Originally created 08/17/00

Board OKs more funds for DFCS



ATLANTA - The Division of Family and Children Services could see an 18 percent increase in its budget, provided the General Assembly approves the proposed figure, which would help the troubled program reduce staff turnover and reduce caseloads.

The Board of Human Resources unanimously approved a proposed $2.6 billion budget Wednesday that would include a $4.7 million Child Protective Services request.

"The Department of Human Resources is working to try to change the way children are protected in this state," said Audrey Horne, the department's commissioner. "Our proposal for fiscal year 2002 is the beginning of a multiyear plan to revamp our system."

Earlier this year, the Georgia Bureau of Investigation reviewed the case files of 13 children, including two Glynn County boys, who died while in the care of Department of Family and Children Services. The investigation revealed administrative problems contributed to 10 of the deaths.

The budget proposal includes $2.9 million for a regional training system. Ms. Horne told the board Wednesday that turnover in the Child Protective Services division was 39 percent last year, more than double for the rate for the rest of the department.

"This means the staff is inexperienced," she said.

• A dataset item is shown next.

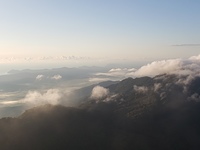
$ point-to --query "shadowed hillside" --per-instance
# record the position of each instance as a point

The department also committed itself to a 5 percent pay raise for the next two years, carrying a price tag of $13 million. Officials said without financial incentive, it would be difficult to keep well-trained employees.

Under the proposal, $3.9 million would be dedicated to creating and staffing a 24-hour child abuse hot line, which several states, including Texas, currently operate to help monitor child abuse.

Reducing caseloads for Child Protective Service workers was also marked a priority for the department. Wednesday's proposal included $7.9 million for hiring 196 new staffers each year for three years. Currently, the 47,000 Child Protective Services caseworkers handle 19 cases a piece, while the Child Welfare League of America recommends each investigator handle only 14 cases. The added staff would help the division be in line with the league's goal by 2004.

Those funds would also reduce the number of cases handled by placement workers, who currently work with 24 cases each. The division hopes to reduce that number to 15 by 2004.

"By putting so much money into things for children .ƒ.ƒ. eventually we might get a handle on the problem," said board member Lasa Joiner.

The budget also includes new prevention and awareness projects for children and low income families, and additional staff for programs for the mentally impaired and the elderly.